Let's light a candle.  It's Advent and He is near to warm us and light the way.

"Draw near to God and He will draw near to you..."  ~James 4:8

Friday, December 06, 2013

Snowflake window...

Would you like to look out my kitchen window?  Ok.  First you have to look at the pretty paper snowflakes and then you can focus past them to the bright, snowy landscape.  The snowflakes also stand out beautifully with a black night backdrop in the evening.  I cut these snowflakes from coffee filters but you can use ordinary copy paper.  Then I sewed down the middle of them leaving some space in between each by sewing and pulling the thread through and then sewing over the next snowflake.  Here's a link to Dave's Paper Snowflake Patterns to get you started.

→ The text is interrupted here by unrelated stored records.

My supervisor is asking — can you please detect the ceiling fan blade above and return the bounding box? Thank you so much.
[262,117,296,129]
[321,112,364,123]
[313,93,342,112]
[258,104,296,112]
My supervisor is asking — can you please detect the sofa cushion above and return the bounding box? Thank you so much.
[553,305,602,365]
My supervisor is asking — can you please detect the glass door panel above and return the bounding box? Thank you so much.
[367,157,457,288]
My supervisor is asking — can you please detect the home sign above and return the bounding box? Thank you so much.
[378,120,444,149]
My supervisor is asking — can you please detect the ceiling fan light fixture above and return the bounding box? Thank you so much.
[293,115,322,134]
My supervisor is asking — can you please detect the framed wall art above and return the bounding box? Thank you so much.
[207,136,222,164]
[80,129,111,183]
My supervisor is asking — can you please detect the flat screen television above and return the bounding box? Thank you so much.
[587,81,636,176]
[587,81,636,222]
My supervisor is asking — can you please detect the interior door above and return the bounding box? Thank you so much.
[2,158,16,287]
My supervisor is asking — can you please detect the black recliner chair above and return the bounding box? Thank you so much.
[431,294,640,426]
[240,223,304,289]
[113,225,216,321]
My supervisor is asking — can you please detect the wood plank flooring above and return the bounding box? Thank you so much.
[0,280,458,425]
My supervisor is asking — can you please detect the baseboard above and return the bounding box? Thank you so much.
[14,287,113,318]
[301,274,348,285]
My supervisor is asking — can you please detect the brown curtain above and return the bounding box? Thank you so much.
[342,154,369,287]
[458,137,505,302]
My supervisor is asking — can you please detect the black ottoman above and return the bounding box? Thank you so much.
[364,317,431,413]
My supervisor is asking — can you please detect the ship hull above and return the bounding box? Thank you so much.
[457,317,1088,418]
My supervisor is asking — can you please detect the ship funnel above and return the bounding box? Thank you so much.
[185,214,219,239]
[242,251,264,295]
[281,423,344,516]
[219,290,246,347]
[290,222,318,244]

I have a special Christmas carol to share with you, sung by the Pentatonix.  This a capella group won "The Sing Off" a year or so ago.  I loved them and continue to appreciate their music -- all voice, no instruments.  Pentatonix has a new Christmas album out called PTXmas.  I just downloaded it via mp3 this morning and I love it.  Enjoy!

Tuesday, December 03, 2013

Winter has arrived....

From fall to winter in just 24 hours.  That's how we do it up North.  Yesterday I walked in The Woods (our shelter belts) with branches and dry leaves crackling underfoot, and today I plodded through over a foot of snow through the same woods.  I call it a "walk" but it is much more like a slow plod.  It's a tougher walk, but I enjoy it anyway.  Thankfully the snow was soft and fluffy.  I could have worn my snowshoes, but they aren't much good on fluffy snow.  They're better for hard wind-driven snow.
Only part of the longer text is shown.